Table 6 shows the numerical results obtained by the proposed method and other state-of-the-art methods. The best performance is observed from the proposed 1DCNN-LSTM model with the mean distance error being 0.74 m, outperforming the ConFi, DeepFi, and Horus methods by 46.0%, 47.9%, and 61.9%, respectively.
Figure 18 shows the cumulative distribution function for all four methods—we see that the proposed 1DCNN-LSTM outperforms ConFi, DeepFi, and Horus with a distance error probability of 87% within 1 m, 95% within 2 m, and 100% within 3 m.
6.9. Performance Comparison with Different Spacing between RPs in Two Different Signal Environments
The objective of this subsection is to present the performance of the proposed IPS with a few different selections for the spacing between RPs in two different signal environments.

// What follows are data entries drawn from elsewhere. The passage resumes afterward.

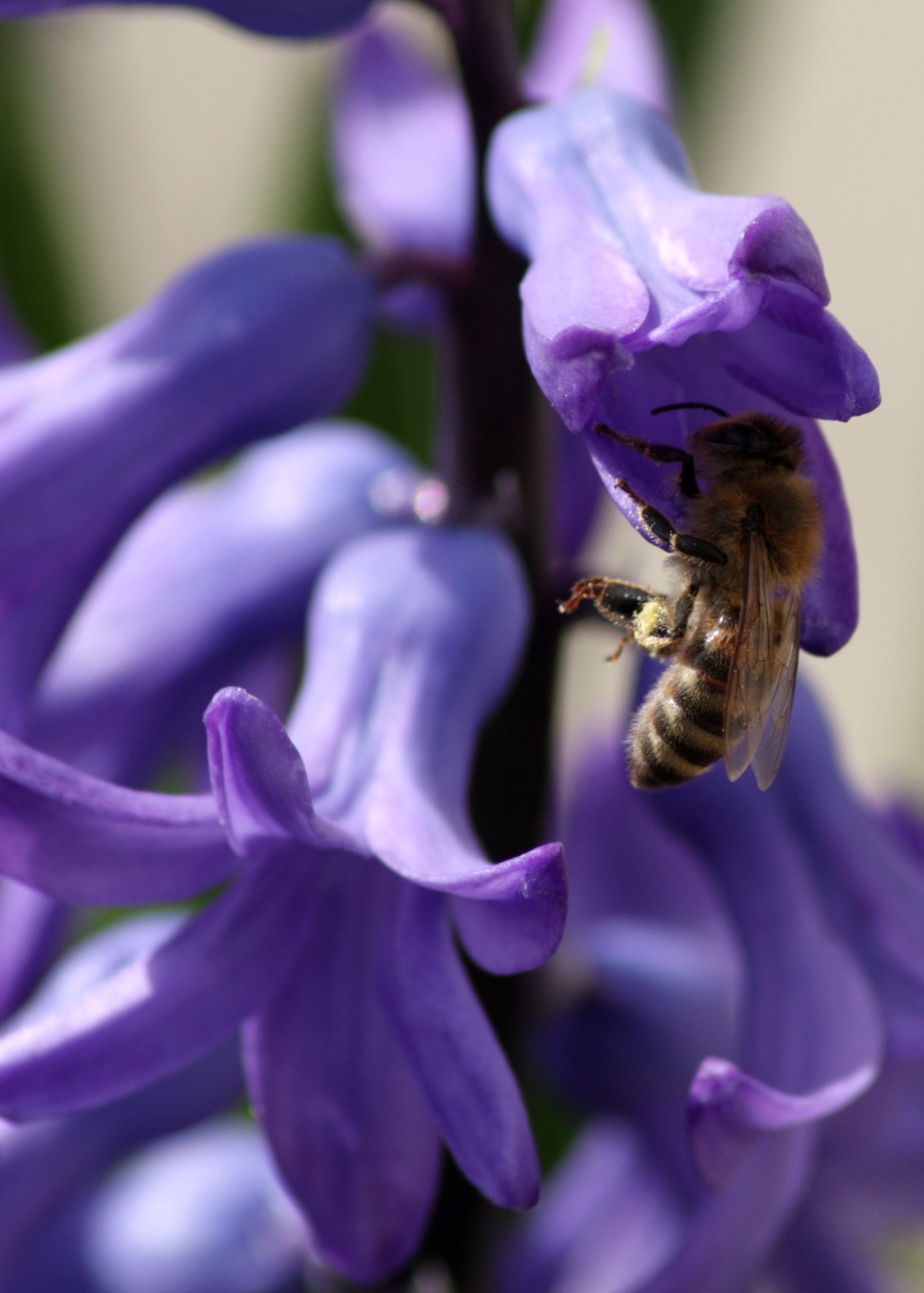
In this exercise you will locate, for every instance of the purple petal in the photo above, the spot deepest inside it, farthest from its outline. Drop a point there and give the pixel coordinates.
(259, 777)
(577, 496)
(91, 436)
(136, 671)
(612, 42)
(605, 1224)
(267, 17)
(644, 291)
(84, 841)
(404, 154)
(522, 921)
(729, 1111)
(872, 885)
(414, 637)
(813, 1258)
(202, 1210)
(456, 1058)
(732, 1233)
(811, 1024)
(162, 1009)
(671, 262)
(343, 1112)
(32, 928)
(48, 1166)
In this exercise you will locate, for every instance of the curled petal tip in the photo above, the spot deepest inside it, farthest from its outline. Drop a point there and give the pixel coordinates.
(729, 1110)
(257, 776)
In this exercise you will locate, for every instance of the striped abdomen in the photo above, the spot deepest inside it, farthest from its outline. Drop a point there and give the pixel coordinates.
(679, 729)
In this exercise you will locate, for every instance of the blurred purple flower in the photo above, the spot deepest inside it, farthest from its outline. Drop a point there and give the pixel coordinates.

The two different indoor signal environments are (1) narrow laboratory with various furniture, and (2) relatively wide corridor, of which the photos are shown in
Figure 19a,b, respectively.
Table 7 shows the numerical results obtained from experimental tests using the proposed method in the abovementioned two different indoor signal environments with four different values for the spacing, 60 cm, 80 cm, 100 cm, and 120 cm. First of all, it has been observed that the performances in the two different signal environments are quite different from each other. The performance obtained in the wide corridor is much better than that of the narrow laboratory. The main reason is that the Wi-Fi signal in the narrow laboratory suffers more severely than that of the wide corridor from adverse multipath effects. The lowest mean error is 0.73 m with the spacing being 60 cm in the laboratory signal environment, whereas the lowest mean error is 0.43 m with the spacing being 100 cm in the corridor signal environment. Second of all, it has been observed that, for both laboratory and corridor signal environments, the value for the inter-RP spacing turns out to be not a major factor affecting the performance of the proposed IPS, which should be taken as granted because our method is based on the trajectory CSI continuously measured in between adjacent RPs instead of the single-point CSI measured at each RP. It means that the proposed IPS exploits all the CSI values between RPs, which in other words indicates that the effective value for the spacing in the proposed IPS is nearly 0.